Il testo del "senatore" sangallese chiede che in futuro le superfici forestali disboscate non dovranno più essere necessariamente riforestate in un altro luogo. A suo avviso, la compensazione per il disboscamento deve essere qualitativa e che almeno la metà di essa consista in misure di valorizzazione della superficie forestale esistente.

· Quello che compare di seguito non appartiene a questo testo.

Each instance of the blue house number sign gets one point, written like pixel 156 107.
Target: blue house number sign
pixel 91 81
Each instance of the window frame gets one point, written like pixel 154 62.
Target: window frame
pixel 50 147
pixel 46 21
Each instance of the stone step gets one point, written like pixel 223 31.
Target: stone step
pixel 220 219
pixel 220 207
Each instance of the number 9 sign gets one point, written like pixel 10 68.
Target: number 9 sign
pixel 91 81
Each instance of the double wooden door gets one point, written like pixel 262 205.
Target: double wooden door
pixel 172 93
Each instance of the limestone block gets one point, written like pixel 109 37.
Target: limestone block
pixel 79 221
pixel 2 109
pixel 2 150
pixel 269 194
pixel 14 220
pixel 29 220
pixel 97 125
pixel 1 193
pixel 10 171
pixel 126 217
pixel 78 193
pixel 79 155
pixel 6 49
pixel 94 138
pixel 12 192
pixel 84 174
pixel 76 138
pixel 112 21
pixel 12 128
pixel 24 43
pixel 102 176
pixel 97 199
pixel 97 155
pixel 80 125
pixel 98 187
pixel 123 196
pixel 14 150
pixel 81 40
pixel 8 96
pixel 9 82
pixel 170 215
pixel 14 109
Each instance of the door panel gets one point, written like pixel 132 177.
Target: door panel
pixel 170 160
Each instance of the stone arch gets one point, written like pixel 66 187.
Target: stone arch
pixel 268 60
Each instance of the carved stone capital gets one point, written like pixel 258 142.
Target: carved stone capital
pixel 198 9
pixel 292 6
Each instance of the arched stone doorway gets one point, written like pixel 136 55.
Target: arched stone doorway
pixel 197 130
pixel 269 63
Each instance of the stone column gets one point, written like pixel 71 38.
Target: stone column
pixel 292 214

Secondo Würth, questo allentamento è giustificato dal fatto che la foresta non è più minacciata in termini di superficie. I terreni agricoli dovrebbero invece essere preservati.

L'obiettivo è quello di ottenere una ponderazione ragionevole delle superfici, tenendo conto della scarsità di aree per la rotazione delle colture, ha dichiarato il consigliere federale Albert Rösti, che si è detto d'accordo con la mozione. A suo avviso, la compensazione qualitativa ha senso, soprattutto per quanto riguarda il cambiamento climatico e la biodiversità.

In aula, la sinistra e il PVL non hanno sostenuto la mozione. "La foresta è sotto pressione nell'Altopiano e nell'Arco giurassiano", ha dichiarato Gabriela Suter (PS/AG), secondo la quale la legge federale sulle foreste prevede già un margine sufficiente per derogare alla compensazione quantitativa.

Anche la Società forestale svizzera, che rappresenta 800 professionisti del settore, è del parere che i principi fondamentali della conservazione delle foreste debbano essere mantenuti, ha aggiunto invano la socialista. Al voto la maggioranza ha seguito il parere del Consiglio degli Stati e del Consiglio federale.